Com um registo semi-documental - afinal "Sérgio" fala na primeira pessoa para a câmara - Estive em Lisboa e Lembrei de Você pode ser a história de tantas pessoas independentemente da sua nacionalidade, que nesta ou em qualquer outra cidade tentaram um dia vencer. Talvez não enriquecer mas simplesmente vencer. Conhecer outra parte do mundo, poder ter uma vida um pouco melhor... Poder providenciar e satisfazer os seus sonhos e os daqueles que tem consigo. No entanto, como nem todos os contos terminam num romance ou na perspectiva do final feliz, aqui encontramos uma entre tantas histórias que não o são... Por outras palavras... encontramos histórias que são as realidades silenciadas de muitos. Encontramos perguntas não respondidas, desejos nunca satisfeitos, momentos nunca vividos e histórias que poderão nunca encontrar um final - feliz ou não - enquanto deparamos também com alguns sinais de uma sociedade que não queremos ver... a crise, a imoralidade, o crime, a prostituição e finalmente o desamor.

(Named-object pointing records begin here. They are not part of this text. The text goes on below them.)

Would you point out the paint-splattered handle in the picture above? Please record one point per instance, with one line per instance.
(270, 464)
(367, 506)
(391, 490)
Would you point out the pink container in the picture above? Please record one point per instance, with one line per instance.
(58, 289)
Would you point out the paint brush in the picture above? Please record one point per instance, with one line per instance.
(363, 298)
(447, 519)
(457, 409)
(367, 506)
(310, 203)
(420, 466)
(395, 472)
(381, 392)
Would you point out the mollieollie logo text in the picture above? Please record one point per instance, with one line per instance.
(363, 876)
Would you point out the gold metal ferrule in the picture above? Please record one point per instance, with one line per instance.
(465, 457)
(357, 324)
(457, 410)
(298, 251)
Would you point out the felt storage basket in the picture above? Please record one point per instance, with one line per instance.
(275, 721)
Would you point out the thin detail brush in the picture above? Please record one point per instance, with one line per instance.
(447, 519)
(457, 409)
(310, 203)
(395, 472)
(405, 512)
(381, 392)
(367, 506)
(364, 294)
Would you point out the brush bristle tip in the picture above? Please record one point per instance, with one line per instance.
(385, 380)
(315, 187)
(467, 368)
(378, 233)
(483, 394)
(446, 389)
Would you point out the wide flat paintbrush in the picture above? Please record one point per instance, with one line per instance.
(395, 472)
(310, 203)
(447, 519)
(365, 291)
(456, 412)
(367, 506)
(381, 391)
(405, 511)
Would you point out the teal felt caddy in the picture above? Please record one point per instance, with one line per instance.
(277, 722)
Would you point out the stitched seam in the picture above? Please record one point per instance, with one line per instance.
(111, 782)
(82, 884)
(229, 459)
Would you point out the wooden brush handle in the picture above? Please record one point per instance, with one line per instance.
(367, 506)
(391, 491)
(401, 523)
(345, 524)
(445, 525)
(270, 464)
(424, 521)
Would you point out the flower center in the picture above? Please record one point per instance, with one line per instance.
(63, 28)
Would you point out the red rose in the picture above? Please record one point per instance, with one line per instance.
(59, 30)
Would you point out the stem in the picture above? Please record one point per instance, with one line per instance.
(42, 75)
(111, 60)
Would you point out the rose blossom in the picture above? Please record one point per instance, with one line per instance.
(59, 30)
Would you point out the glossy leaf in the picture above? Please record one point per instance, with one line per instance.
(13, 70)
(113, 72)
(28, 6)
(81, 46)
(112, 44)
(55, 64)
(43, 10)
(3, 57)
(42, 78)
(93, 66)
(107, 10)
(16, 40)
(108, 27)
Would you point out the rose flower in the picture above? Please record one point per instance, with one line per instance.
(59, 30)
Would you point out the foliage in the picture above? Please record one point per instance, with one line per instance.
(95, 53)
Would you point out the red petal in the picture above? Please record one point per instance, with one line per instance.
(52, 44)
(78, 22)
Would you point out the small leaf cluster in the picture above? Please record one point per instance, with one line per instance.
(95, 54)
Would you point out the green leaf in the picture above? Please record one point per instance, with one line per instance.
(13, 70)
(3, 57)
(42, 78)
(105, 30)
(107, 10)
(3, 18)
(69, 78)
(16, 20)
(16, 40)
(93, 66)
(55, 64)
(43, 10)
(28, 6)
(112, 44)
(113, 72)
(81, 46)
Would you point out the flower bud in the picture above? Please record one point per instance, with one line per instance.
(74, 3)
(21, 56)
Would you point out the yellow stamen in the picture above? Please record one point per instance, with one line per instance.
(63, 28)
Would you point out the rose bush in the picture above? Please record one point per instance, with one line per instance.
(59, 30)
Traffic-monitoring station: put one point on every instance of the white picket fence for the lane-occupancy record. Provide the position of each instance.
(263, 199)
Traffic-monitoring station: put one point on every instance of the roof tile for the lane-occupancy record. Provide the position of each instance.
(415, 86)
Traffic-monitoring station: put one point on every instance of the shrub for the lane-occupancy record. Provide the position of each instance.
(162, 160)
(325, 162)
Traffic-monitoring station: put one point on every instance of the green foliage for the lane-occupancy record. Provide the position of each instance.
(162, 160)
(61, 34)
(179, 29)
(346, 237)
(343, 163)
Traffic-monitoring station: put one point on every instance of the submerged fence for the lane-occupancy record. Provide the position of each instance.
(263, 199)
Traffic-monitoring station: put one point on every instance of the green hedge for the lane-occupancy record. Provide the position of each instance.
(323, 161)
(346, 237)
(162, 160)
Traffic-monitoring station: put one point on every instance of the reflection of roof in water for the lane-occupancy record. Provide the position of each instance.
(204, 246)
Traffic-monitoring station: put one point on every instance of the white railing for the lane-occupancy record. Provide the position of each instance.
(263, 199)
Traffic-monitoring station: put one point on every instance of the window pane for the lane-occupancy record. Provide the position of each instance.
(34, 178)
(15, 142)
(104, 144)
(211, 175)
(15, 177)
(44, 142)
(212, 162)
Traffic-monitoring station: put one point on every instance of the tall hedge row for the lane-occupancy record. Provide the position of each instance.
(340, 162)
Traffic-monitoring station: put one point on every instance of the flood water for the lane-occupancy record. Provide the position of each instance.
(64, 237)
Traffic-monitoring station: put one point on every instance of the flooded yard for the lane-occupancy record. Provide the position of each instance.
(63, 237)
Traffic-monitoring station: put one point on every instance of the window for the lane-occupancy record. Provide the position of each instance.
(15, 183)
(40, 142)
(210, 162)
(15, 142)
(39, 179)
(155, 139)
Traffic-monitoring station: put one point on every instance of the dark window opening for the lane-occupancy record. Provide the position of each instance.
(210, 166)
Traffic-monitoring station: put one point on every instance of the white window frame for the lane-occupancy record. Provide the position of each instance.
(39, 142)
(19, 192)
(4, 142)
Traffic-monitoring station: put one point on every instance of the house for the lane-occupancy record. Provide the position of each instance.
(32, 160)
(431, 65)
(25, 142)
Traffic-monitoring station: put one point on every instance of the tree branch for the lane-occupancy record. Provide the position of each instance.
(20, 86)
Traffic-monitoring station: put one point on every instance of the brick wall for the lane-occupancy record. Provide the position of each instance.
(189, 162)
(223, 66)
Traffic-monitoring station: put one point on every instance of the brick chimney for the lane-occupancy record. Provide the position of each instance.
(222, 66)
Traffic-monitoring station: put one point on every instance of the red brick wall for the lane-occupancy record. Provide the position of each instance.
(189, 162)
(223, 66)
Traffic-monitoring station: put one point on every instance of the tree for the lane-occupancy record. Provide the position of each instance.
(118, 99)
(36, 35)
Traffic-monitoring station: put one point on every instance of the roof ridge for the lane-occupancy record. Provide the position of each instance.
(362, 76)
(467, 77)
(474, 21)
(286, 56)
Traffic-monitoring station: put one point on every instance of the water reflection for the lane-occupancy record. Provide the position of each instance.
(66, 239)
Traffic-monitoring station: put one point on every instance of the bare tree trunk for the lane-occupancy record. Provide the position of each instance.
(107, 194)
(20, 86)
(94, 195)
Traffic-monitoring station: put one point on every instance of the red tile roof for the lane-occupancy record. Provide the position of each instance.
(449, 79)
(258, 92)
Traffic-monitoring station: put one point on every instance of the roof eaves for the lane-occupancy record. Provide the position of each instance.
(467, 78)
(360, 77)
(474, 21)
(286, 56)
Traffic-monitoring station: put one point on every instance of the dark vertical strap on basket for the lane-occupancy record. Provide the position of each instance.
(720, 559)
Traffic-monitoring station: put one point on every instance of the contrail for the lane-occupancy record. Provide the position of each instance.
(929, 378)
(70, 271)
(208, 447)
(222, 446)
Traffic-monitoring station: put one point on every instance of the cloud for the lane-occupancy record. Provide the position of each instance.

Nenhuma boa história sobrevive se não tiver um rosto, e Paulo Azevedo confere a Estive em Lisboa e Lembrei de Você e à temática da emigração a expressão necessária para uma imediata empatia com a sua personagem. Nesta interpretação marcada pela excelência, Paulo Azevedo cria uma imediata ligação com o espectador que sente e vive os seus dramas. A expectativa de uma vida melhor, a procura silenciosamente incessante de um amor, a paternidade, a partida da sua terra natal, a chegada a um novo espaço que tendo a mesma língua parece ser numa outra dimensão, a solidão, a falta de oportunidades, de amigos, de família e finalmente o desencanto - este que parece persegui-lo como sendo a sua cruz. Com uma expressão quase sempre marcada por uma tristeza avassaladora, Azevedo consegue fazer-nos "distrair" do mundo à sua volta para obrigar o espectador a estar ali sentado com ele a recordar todos os seus momentos. Dono de uma intensidade dramática marcante, sentimos que por diversos momentos todos aqueles desgostos... são os seus.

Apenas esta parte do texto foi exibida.